Ihre Adoptivahnen, die Pharaonen, deren Reich sich unter Amenhotep II. vom Sudan bis zum Euphrat und den Jonischen Inseln erstreckte, ihre leiblichen Ahnen, die Ptolemäer, die unter Ptolemäus III. das Alexanderreich erneuert haben, leben und spuken in ihrem Blute. Jetzt, in ihrer seelischen und geistigen Frauenreife, heißt leben, sein, noch fordernder als zuvor, herrschen, Macht besitzen. Liebe bedeutet für sie nichts anderes mehr, als Gefährtin sein des Mannes, der ihr titanisches Begehren verwirklichen kann. Dieser Mann ist Antonius. Ihn hat sie nach langem Zaudern, Prüfen, Abwägen gewählt. Mit ihm spielt sie va banque. Auf ihn hat sie ihr Reich, ihre glühende Ruhmsucht, ihre und ihres Sohnes Zukunft gesetzt. Ihm will sie Mitkämpferin sein, ihm ihren Geist, ihre Genialität einhauchen, mit ihm den einzigen Teilhaber der Erde, Octavian, zerschmettern, mit ihm das Weltreich aufrichten, sich zu seiner und der Erde Herrin emporschwingen.

Sie schließt unmittelbar dort an, wo sie in Rom aufgehört hat. Dort waren die Verhältnisse gegen sie. Dort stand Fulvia vor Antonius als Wall und Schirm. Hier sind die Verhältnisse für sie. Hier ist sie keine ohnmächtige, verlassene Fremde, hier ist sie Königin des einzigen freien Königreichs des Ostens. Hier wird sie Antonius das Geständnis ablisten, daß Cäsar seinen Sohn Cäsarion zum Erben eingesetzt hat. Diese vernichtende Waffe wird sie schwingen in dem Entscheidungskampfe mit dem Usurpator Octavian.

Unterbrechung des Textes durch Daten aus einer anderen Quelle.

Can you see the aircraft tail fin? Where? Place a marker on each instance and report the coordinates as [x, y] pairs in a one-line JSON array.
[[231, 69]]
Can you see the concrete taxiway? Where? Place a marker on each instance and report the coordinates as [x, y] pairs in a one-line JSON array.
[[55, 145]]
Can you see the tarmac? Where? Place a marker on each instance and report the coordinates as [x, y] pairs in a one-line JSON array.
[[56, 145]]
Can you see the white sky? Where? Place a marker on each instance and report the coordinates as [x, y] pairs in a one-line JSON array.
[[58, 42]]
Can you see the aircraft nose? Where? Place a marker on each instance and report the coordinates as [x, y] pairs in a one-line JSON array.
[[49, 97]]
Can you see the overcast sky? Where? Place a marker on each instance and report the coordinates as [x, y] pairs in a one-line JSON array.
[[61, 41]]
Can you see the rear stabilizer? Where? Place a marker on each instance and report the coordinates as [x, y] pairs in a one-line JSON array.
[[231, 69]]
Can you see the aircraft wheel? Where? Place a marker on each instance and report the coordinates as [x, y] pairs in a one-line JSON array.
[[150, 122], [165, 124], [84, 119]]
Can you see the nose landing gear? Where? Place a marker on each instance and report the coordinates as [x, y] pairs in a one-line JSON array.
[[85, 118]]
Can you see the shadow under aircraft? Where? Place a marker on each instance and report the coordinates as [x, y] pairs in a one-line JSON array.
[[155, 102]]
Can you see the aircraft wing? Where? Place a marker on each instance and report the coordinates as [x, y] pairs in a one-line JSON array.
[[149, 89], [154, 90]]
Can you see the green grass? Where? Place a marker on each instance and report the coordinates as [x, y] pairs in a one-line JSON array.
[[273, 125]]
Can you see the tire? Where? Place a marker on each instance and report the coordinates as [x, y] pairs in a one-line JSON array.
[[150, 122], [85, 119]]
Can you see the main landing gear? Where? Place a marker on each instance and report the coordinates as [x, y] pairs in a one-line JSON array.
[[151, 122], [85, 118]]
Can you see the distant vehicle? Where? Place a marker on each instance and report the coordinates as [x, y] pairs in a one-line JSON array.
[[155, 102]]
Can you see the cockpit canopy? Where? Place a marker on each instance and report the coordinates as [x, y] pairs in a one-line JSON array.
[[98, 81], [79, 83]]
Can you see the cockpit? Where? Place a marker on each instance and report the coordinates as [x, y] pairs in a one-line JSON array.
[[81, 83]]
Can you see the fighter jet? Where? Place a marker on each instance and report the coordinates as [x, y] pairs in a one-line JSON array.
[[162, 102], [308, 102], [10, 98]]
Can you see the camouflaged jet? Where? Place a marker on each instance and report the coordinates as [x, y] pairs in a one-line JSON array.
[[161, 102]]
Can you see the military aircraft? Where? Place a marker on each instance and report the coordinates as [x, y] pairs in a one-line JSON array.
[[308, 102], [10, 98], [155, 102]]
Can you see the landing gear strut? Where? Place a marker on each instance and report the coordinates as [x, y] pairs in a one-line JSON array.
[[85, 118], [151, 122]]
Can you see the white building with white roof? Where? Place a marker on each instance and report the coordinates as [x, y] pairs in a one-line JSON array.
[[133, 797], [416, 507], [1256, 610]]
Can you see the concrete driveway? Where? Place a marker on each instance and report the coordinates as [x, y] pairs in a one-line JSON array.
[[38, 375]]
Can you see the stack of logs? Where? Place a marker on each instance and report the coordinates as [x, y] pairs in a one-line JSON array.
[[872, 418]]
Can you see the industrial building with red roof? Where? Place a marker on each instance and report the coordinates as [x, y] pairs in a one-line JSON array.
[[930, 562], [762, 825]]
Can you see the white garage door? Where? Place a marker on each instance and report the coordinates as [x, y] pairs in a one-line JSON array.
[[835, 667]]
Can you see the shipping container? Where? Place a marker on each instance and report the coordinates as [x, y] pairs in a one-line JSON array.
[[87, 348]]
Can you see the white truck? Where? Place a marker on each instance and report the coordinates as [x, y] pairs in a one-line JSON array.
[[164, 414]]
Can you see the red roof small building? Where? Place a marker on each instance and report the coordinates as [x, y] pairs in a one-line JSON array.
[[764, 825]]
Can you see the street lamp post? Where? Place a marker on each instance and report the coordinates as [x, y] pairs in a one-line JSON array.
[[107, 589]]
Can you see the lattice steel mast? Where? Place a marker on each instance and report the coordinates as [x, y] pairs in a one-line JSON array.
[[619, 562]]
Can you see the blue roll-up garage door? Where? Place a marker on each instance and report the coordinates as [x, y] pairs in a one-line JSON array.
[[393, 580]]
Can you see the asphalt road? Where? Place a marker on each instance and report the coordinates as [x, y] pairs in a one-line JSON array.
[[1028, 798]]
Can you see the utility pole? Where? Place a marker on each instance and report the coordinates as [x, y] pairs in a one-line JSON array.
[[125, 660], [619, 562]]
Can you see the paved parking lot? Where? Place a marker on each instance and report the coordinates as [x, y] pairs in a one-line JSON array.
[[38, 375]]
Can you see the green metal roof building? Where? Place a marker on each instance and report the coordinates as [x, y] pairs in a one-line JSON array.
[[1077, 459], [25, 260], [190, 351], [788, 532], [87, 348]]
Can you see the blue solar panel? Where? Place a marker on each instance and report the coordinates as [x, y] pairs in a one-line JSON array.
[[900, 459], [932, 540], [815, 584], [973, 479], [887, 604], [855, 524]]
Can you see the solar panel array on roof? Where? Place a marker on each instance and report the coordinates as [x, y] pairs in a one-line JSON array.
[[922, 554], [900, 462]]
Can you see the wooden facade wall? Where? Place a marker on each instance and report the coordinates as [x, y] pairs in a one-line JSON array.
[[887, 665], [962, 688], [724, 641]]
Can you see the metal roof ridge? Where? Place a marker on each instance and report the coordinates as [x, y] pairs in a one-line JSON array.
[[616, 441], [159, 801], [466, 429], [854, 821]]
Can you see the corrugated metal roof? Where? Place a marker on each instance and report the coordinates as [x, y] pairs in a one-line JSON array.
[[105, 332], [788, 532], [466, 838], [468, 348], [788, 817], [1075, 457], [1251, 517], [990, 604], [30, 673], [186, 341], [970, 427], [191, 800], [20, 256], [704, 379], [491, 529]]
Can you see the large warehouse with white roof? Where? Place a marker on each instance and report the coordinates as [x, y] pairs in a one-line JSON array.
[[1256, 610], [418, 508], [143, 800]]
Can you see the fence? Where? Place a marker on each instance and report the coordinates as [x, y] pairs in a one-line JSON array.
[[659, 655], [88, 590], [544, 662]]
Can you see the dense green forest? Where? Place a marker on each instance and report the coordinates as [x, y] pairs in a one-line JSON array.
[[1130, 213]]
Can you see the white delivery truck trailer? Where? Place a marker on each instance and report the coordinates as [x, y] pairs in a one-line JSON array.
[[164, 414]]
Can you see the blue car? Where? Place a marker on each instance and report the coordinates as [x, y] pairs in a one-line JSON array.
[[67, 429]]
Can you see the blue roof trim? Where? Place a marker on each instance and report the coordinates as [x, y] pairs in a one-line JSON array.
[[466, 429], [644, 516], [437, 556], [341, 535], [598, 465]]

Sie blickt hinüber zum Kai. Menschenmauern türmen sich dort zusammen. Antonius kommt nicht. Ein eisiges Verzagen kriecht an ihr empor, hinein in ihr Herz. Hat sie sich verrechnet? Wirkt der Mummenschanz nicht auf sein jungenhaft abenteuerliches Gemüt? Hat er die Stunde in Rom vergessen? Hat sie wieder, zum letzten Male, endgültig verspielt?